CHARLOTTE — Like the thousands of golfers at the Quail Hollow Club for the 2018 Wells Fargo Championship on May 3 to 6, Grace Kehoe had her tournament pass wrapped around her neck as she prepared to follow PGA Tour golfers Jason Dufner and Cameron Tringale.
But Kehoe’s was pass was different. Very different. In fact, only a handful of fans at Quail Hollow had the same pass.
As one of four national winners of the Succeeding Together essay contest that celebrates the impact The First Tee has on students across the country, Kehoe, 17, was allowed to get inside the ropes to watch the world’s best golfers up close and personal. The essay contest was sponsored by Wells Fargo Bank.
“This was a once in a lifetime chance,” Kehoe said. “We were up close. This is such a great tournament and to be out here, walking with the pros, is a whole different experience. It was really, really great walking up close with them because you could see their swings a whole lot better. It was a completely different experience than walking outside the ropes.”
Wells Fargo created the contest for the 30,000 teenage boys and girls that participate in the First Tee, which is an organization that introduces youth to the game at more than 150 chapters across the country.

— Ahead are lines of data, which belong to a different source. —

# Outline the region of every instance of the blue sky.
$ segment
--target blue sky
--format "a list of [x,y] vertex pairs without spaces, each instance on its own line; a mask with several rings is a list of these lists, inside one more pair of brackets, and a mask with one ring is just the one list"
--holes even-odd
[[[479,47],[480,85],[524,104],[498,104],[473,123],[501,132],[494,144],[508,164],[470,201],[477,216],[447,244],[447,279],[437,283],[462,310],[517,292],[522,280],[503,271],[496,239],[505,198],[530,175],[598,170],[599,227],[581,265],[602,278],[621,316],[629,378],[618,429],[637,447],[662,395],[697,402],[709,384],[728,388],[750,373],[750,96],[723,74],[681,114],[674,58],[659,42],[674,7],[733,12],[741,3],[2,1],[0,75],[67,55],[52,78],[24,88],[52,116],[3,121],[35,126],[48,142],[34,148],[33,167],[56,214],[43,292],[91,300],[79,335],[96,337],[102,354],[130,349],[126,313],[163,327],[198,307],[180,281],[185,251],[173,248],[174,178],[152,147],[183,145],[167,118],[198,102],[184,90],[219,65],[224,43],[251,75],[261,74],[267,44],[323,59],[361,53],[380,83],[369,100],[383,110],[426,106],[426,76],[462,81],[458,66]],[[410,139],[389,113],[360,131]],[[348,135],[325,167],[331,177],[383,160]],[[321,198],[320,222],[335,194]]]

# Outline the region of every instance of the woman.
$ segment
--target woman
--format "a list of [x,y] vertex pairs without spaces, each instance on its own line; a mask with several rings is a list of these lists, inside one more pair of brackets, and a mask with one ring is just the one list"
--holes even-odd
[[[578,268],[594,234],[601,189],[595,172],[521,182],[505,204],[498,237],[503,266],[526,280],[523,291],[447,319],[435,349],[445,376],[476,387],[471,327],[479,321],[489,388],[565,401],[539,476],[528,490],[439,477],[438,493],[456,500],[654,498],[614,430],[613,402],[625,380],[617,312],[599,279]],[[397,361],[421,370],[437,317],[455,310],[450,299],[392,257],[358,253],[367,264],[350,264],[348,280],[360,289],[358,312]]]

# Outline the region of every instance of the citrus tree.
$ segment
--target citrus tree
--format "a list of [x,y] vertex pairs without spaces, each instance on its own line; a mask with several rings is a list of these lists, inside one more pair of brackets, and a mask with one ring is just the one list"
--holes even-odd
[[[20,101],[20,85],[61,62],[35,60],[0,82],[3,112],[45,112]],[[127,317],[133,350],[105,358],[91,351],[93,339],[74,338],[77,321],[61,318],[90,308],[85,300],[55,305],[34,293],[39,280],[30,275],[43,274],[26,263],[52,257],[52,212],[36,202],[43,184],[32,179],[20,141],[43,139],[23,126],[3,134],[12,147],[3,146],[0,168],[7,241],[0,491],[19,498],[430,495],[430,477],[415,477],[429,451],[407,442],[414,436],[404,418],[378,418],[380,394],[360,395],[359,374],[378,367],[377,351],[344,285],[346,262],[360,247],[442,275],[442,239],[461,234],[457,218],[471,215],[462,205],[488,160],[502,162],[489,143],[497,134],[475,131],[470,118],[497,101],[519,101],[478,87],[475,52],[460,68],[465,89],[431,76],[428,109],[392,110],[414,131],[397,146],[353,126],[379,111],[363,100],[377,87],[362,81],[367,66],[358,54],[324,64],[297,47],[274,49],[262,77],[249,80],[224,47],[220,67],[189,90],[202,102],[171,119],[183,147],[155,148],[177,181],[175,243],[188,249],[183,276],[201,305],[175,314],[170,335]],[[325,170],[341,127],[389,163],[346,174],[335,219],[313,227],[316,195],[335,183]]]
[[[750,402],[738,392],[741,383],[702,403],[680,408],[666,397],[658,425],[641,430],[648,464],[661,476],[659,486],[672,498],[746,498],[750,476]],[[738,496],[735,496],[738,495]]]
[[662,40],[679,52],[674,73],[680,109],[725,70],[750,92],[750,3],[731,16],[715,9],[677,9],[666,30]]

Kehoe, along with other contestants from around the country, wrote about the importance of being a part of a First Tee Go-To Team, which is a core life skill of the First Tee that fosters partnership and teamwork in all areas of life.
A panel of judges from Wells Fargo, The First Tee and the Wells Fargo Championship tournament picked the four winners. Shahbaz Hashmi, from The First Tee of Greater San Antonio, was picked as the grand prize winner and the 17-year-old played with Tiger Woods during a Pro-Am tournament at the Wells Fargo Championship on May 2.
Kehoe, who plays for the girls’ golf team at Myers Park High School, started with The First Tee five years ago. Kehoe submitted her essay in mid-March and learned a few weeks before the Wells Fargo that she was one of the four national winners.
“The First Tee is the best program that you can be a part of,” Kehoe said. “It helps you not just as an athlete but also as a person. It’s a life skills and leadership program. A Go-To Team is a support team built by a participant. It offers support both on and off the golf course. I just wrote how my Go-To Team has supported me in golf, in school and in life. It has really given me a lot of confidence.”
Kehoe said she was a bit nervous at the start of the round on May 5 and that she didn’t have much interaction with either Dufner or Tringale during the third round.
“I was afraid I was going to walk where I was not supposed to,” Kehoe said with a laugh. “But no one had to speak to us, so I consider that a success. You could tell both golfers were focused on their game, which was good. That is their office and we didn’t want to bug them while they were working. When you are on the other side of the ropes when there is a big crowd, it is hard to see every single shot. We got to experience it up close and see every single shot inside the ropes.”
Kehoe said she is looking forward to her senior season this fall with the girls’ golf team at Myers Park.
“It’s really a fun time and the girls really support each other,” Kehoe said.